FSC members & Insurers – more revenue means more profit, more hurdles for a customer to jump before a claim is valid and less expenses as advisers lose money if over a 2 year period a lapse occurs.
FPA / AFA – with education reforms, they will be marketing courses to all of us
Who LOSES – Advisers as our business is compromised in revenue and valuation terms, insurance may need to be charged for limiting insurance coverage and yes that other person…..the consumer as they will remain under insured, potentially risk financial disaster as they could not afford to get advice or worse, turned to a contract with compromised terms and were not paid when they needed to be…..
The stupidity of politicians that deceive the consumer, cause our industry advisers harm, cause economic vandalism, yet despite their clear level of economic incompetence get rewarded with pensions and benefits is simply breath taking. This is truly a disgusting outcome for not just advisers but more importantly, our clients and consumers in general.
Bravo FSC, Banks and Life Insurance companies, bravo!
You’ve very cunningly managed to successfully deflect the blame, fault and deficiencies of your own internal conflicted remuneration systems to the honest, non-aligned or institutional adviser by pulling the wool over the eyes of a gullible and obstinate Federal Finance Minister who put this policy up.
If anyone is to blame for the concerns consumers and the media have about this industry, its you lot, you self-serving dishonest lot!
Australian consumers will suffer as a result of this today…but you lot won’t care as long as you continue lining your filthy pockets.
Back in the old days the Life offices had a description of this it was called Void Adjustments or clause 31 debits ( i think) it meant that if a policy was cancelled and a replaced with a new one there was an adjustment of commissions made
the Govt are so clueless O’Dwyer clearly had NO understanding of the entire farce and was thoroughly conned by the lobbyists. So where to from here? Do you even bother writing insurance from Jan 2018? The business model simply has too much risk for a small business, but crazily, it will be just fine for the banks and insurers, isn’t that weird?

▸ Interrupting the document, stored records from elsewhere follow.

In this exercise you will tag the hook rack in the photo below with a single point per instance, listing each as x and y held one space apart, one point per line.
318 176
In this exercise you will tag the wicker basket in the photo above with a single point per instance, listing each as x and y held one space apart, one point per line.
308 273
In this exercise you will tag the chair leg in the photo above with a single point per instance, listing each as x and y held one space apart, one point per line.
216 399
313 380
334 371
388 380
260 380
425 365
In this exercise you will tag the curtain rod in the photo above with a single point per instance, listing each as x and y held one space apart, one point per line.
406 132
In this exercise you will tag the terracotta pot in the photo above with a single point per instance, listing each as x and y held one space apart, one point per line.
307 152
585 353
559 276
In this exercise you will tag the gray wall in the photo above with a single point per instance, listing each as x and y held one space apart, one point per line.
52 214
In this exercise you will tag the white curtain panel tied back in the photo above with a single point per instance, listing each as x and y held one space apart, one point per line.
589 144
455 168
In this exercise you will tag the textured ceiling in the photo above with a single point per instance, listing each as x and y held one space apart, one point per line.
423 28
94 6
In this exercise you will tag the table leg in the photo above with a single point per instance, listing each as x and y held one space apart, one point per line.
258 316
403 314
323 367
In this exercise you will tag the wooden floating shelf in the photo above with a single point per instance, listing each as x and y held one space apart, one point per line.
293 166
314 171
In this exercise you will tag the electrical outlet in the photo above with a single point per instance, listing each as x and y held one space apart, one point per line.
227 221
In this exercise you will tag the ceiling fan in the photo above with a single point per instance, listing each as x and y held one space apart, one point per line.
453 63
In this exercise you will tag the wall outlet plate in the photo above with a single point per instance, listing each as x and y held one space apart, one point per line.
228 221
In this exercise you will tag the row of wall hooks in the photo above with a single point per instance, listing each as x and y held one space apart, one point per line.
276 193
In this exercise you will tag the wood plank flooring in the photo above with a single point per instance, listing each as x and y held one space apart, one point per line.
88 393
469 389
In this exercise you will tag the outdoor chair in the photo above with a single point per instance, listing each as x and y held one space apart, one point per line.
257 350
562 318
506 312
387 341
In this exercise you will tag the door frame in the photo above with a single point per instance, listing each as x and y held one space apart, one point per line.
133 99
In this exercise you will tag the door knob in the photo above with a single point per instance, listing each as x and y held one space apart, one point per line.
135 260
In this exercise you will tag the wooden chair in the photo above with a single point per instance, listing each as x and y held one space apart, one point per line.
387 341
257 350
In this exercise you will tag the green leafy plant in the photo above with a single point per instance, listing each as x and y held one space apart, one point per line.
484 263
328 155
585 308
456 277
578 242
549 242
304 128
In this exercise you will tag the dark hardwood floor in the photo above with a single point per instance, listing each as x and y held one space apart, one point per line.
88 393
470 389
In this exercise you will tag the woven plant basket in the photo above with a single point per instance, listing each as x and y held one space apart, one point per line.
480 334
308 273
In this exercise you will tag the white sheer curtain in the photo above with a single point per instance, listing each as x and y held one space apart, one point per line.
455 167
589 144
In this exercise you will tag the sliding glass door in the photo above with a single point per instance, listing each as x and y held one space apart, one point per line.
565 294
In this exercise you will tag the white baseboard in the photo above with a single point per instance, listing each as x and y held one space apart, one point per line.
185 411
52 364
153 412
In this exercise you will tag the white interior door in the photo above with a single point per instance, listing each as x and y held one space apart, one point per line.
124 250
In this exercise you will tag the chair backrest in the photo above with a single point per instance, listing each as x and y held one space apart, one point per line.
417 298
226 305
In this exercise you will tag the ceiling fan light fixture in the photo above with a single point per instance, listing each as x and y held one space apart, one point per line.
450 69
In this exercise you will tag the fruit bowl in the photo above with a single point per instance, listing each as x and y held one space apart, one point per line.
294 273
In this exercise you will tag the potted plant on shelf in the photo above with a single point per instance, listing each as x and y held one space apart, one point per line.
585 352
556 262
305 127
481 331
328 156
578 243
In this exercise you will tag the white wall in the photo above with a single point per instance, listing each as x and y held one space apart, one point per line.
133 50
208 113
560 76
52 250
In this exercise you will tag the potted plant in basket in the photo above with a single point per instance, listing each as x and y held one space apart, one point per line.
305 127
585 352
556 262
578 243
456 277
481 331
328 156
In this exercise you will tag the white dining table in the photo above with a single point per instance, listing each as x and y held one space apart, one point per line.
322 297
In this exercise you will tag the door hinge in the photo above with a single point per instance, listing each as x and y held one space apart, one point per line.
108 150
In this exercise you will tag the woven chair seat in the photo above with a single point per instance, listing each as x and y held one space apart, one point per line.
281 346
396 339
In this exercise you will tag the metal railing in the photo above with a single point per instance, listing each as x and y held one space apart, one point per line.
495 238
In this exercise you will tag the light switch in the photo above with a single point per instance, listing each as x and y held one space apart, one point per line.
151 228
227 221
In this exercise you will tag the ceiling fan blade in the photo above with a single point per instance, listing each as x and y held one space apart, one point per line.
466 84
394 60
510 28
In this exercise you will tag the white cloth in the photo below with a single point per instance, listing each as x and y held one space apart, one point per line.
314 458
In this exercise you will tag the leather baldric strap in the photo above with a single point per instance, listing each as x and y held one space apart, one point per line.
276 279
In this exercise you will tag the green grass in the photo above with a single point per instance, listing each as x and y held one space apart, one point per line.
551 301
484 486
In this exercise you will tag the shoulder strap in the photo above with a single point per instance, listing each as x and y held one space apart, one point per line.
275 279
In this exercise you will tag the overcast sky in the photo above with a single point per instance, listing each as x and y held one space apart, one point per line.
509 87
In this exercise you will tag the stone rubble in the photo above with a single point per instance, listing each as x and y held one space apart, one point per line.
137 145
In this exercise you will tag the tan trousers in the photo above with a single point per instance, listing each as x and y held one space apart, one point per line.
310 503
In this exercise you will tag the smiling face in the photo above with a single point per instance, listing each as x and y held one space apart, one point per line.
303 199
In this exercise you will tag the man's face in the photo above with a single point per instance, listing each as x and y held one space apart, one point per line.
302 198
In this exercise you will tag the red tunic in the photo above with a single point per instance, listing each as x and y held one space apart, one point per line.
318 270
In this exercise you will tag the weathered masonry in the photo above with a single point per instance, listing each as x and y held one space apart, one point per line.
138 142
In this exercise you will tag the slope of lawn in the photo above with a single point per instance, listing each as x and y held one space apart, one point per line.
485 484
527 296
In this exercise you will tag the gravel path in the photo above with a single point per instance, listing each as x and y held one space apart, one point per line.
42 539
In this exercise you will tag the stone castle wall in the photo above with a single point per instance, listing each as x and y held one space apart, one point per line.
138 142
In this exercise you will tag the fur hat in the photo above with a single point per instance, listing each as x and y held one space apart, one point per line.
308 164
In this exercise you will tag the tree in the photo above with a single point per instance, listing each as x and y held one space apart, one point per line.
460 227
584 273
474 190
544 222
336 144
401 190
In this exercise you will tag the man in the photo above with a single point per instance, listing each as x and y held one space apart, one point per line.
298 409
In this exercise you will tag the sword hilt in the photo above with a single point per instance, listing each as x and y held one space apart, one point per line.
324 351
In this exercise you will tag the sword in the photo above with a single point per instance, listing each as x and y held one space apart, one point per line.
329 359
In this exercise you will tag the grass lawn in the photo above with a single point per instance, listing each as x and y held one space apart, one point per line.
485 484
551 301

Well said Jimmy, pity no one listens!
Great job for your other employers, the banks and life insurance companies Minister for Banks & FSC, Kelly ODwyer.
Oh WOW the big end of town now gets to laugh all the way to the Bank now .
If i write a policy for a client and someone else replaces that policy within 2 years, i get a clawback and the person who has replaced the policy gets a full payment for the new business. How is this fair? If this policy is designed to prevent ‘churn’ why am i being punished even when i’m not ‘churning’? (use of the “C” word used only for ease of understanding, not to infer that the practice actually takes place).
Wouldnt it be fairer if advisers replacing a policy were required to provide evidence of when the policy being replaced was first in force. If they are replacing a policy that was written in the last 12 months, then they receive no comms payment, and if it was written in the past 2 yrs they only get 50% comms. That would prevent people churning other advisers business for no real benefit to the client.
If the adviser simply wanted to increase the sum insured they should be able to receive full payment for that, but that might require insurers to improve their systems to make it easier for advisers to increase existing policies, because everyone knows its easy to write new business but bloody hard to get an increase on an existing policy.